With Kennedy retired, the question is whether federal courts will remain open at all to complaints about political line-drawing.
“The question of what the outcome will be in light of recent changes in the membership of the Supreme Court is anybody’s guess,” said Seth Waxman, the former lead high court lawyer in the Clinton administration and a supporter of limits on drawing districts for partisan gain. Justice Brett Kavanaugh is in Kennedy’s seat.
Chief Justice John Roberts is now the court conservative closest to the center and the focus of the arguments for reining in partisan redistricting, said Michael Kimberly, the lawyer for Republican voters who challenged a Democratic congressional district in Maryland.
“The concern now is persuading him,” Kimberly said, acknowledging Roberts’ skepticism about the court’s involvement in the issue during arguments last term.
Critics of partisan manipulation of electoral maps say that when one party controls redistricting, it can exaggerate and entrench its power, even in states that are otherwise closely divided between Republicans and Democrats.
Republicans were the big beneficiaries of the most recent round of redistricting in 2011, following the once-a-decade census, because they scored resounding victories in the 2010 elections.

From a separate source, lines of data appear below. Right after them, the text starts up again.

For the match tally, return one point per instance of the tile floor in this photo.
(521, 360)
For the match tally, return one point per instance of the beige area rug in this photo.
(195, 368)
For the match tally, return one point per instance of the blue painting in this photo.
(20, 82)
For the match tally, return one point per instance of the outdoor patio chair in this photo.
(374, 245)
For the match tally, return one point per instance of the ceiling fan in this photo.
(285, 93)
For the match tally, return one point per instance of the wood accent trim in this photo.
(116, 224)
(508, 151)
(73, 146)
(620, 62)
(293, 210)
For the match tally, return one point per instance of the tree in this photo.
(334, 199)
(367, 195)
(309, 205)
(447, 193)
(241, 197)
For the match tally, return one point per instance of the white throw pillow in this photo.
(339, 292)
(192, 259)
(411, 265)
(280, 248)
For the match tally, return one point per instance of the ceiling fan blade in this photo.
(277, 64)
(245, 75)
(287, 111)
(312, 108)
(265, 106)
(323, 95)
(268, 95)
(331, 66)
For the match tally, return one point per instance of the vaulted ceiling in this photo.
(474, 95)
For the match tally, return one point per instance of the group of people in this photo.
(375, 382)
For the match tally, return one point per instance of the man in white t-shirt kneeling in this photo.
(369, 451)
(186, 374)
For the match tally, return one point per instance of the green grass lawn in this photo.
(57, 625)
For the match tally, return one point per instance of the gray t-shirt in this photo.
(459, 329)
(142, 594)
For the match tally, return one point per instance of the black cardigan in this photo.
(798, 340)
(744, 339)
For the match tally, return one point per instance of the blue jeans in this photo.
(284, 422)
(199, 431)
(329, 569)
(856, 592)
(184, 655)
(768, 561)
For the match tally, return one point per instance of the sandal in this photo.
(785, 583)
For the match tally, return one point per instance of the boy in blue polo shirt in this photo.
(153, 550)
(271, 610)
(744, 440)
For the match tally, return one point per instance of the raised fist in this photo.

The court has before it two cases, from Maryland and North Carolina, with strong evidence that elected officials charged with drawing and approving congressional districts acted for maximum partisan advantage. In North Carolina, Republicans ran the process and sought to preserve a 10-3 split in the congressional delegation in favor of the GOP, even as statewide races are usually closely divided. In Maryland, Democrats controlled redistricting and sought to flip one district that had been represented by a Republican for 20 years.
Both plans succeeded and lower courts concluded that the districts violated the Constitution.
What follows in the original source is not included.